The FBI is reportedly now examining potentially critical DNA evidence collected from Nancy Guthrie’s home in Tucson, Arizona.
A private Florida lab that works with the Pima County Sheriff’s Department — who’s investigating the case — sent the sample to the FBI recently, ABC News reported Thursday. The FBI is currently using new technology to do advanced analysis on the DNA sample to see if it can lead to who kidnapped Guthrie.
The Pima County Sheriff’s Department previously said the DNA recovered from Guthrie’s home is a sample that came from more than one person.

Facebook/Savanah Guthrie
It could take six months for investigators to analyze the DNA.
Nancy — the mother of “Today” anchor Savanah Guthrie — has been missing since Feb. 1.
In a “Today” show interview last month, Savannah shared chilling details about her mother’s kidnapping, including that her siblings, Camron and Annie, knew there was “something very wrong” when they saw the state of Nancy’s home.
“The doors were propped open, there was blood on the front doorstep and the Ring camera had been yanked off,” she told Hoda Kotb. “So we were saying, ‘This is not OK.’”

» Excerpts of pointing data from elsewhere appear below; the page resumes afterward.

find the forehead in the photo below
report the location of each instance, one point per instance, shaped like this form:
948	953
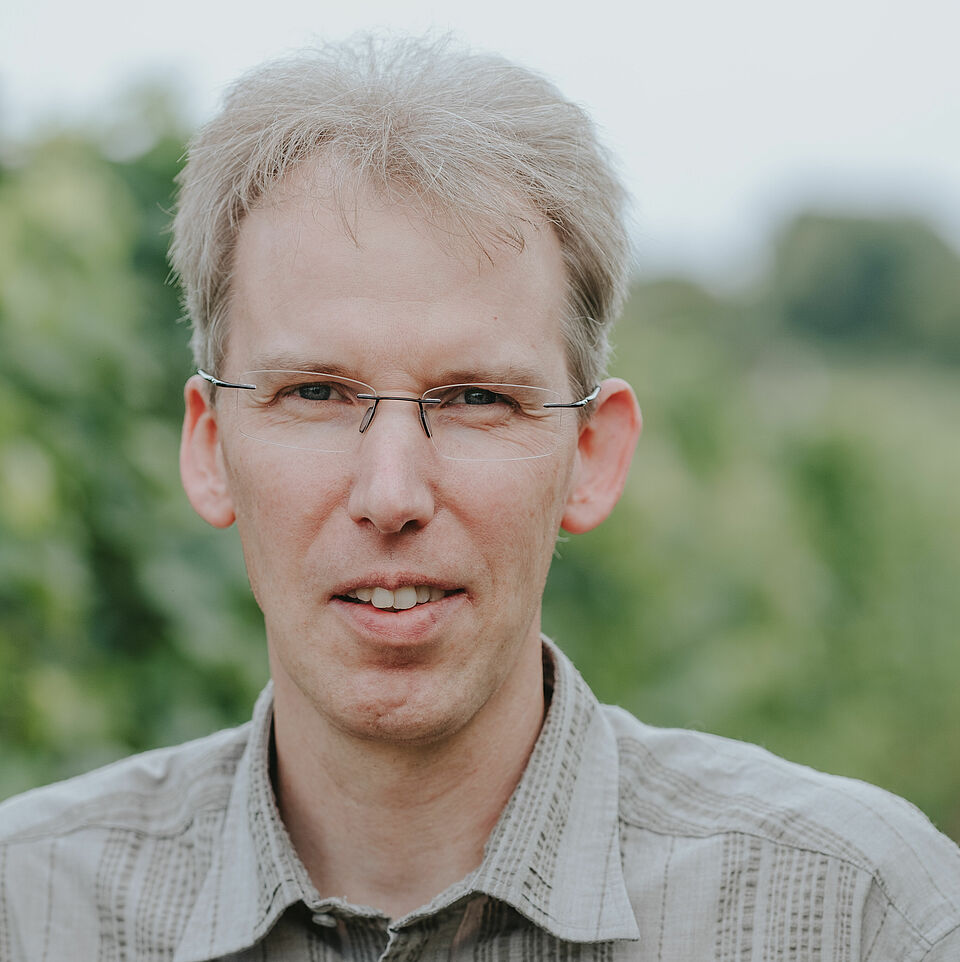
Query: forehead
379	285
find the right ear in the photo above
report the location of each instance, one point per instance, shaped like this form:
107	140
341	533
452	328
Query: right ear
201	460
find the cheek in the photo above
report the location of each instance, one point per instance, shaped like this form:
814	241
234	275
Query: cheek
281	500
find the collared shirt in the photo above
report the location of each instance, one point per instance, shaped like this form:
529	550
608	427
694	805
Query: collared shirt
621	842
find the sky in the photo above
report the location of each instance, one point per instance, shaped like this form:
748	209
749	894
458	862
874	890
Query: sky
726	117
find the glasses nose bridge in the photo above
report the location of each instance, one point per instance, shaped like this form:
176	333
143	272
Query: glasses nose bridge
371	412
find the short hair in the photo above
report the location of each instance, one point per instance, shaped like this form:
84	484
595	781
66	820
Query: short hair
473	137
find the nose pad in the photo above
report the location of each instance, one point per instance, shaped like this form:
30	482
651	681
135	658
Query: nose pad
393	478
371	411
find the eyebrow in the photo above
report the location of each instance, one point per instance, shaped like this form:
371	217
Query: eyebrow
511	373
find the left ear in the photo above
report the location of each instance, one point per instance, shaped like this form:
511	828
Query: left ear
604	451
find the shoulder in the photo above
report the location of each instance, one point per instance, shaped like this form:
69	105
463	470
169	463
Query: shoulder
85	860
152	793
788	832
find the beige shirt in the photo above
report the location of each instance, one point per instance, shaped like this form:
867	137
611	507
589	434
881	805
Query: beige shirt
621	842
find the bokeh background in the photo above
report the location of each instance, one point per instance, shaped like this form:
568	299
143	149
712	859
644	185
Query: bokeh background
785	564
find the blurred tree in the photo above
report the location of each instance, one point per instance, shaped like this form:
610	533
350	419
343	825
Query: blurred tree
878	283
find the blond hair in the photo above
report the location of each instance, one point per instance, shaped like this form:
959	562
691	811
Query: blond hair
473	137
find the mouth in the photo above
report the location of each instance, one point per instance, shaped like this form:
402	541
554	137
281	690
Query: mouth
396	599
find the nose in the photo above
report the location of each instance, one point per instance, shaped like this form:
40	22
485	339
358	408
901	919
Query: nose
393	482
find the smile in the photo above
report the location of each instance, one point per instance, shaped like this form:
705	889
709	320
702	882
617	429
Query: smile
398	599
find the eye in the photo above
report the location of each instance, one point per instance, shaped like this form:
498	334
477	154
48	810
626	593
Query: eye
315	392
478	395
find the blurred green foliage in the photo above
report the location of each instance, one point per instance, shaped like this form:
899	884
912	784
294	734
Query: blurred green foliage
783	567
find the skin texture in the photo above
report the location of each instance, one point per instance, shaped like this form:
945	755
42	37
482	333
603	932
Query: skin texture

Savannah emotionally recounted how Nancy was taken captive “in the dead of night in her pajamas, with no shoes, without her medicine.”
“It’s just absolutely terrifying,” she said of the armed and masked individual who was caught on video breaking into Nancy’s home. “It’s just totally terrifying, and I can’t imagine that that is who she saw standing over her bed.”
Savannah returned to the “Today” show on April 6.
Former FBI agent Jason Pack exclusively told Page Six earlier this month that the “walls are closing in” on Nancy’s kidnapper after Savannah returned to “Today,” explaining that her being back on TV will help bring renewed attention to the case.
“Every day that passes the pressure builds. Keeping a secret like this is exhausting … and that gets harder with every morning that Savannah Guthrie sits behind that anchor desk,” Pack said.